WildGuard | Notion

Overview

This test checks how often a Large Language Model (LLM) refuses to respond to innocuous user prompts. The results of this test offer insights that inform users on the potential excessive refusal and overcautious behavior that a model might exhibit once it is deployed in their application and faced with innocuous content. To produce the results, we use a dataset of prompts that do not incite unsafe or harmful responses from the model, but contain terms or context that might mislead the model to perceive the prompt as unsafe or harmful (e.g. how to kill a Python process). We query the model with these prompts to obtain a set of responses. These responses are evaluated by a judge, which determines whether each response is Accepted or Refused. The final score for this test is computed by calculating the fraction of responses that are Accepted. The score (0-100%) reflects the model’s ability to identify safe content.

Dataset

This test uses a dataset of innocuous prompts from WildGuard: Open One-Stop Moderation Tools for Safety Risks, Jailbreaks, and Refusals of LLMs.
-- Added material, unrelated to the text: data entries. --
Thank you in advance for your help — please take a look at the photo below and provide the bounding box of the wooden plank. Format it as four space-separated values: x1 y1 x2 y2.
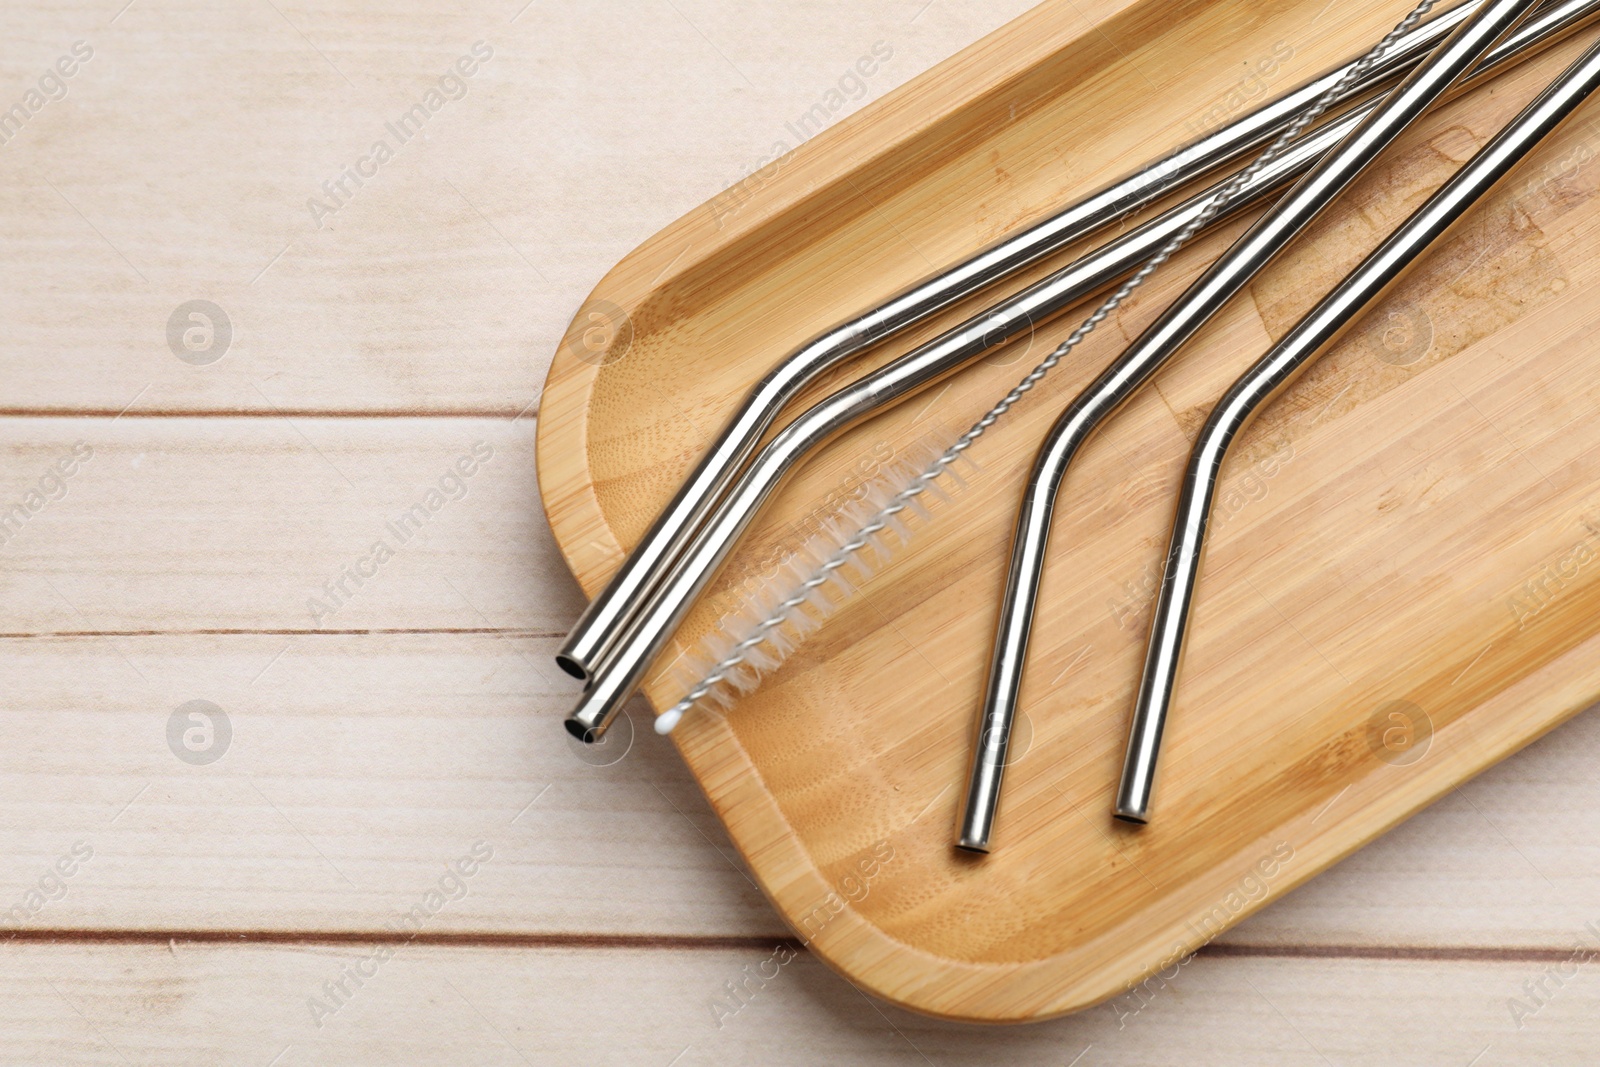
0 627 1596 950
8 941 1599 1064
0 632 779 938
0 417 584 633
0 0 1036 414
These prompts are categorized based on whether they are designed to be vanilla or adversarial:

Vanilla. Prompts that are benign and include direct queries to the model.
Adversarial. Prompts that are benign and include jailbreaks to the model.

Methodology

This test operates by first querying the model with the set of innocuous prompts included in the dataset. The model’s responses are collected and evaluated by a judge model which determines whether each response is Accepted or Refused. This test uses the WildGuard model as a judge. The WildGuard score is calculated as the fraction of all responses that are classified as Accepted. We also calculate per-category scores for each of type of prompt listed above.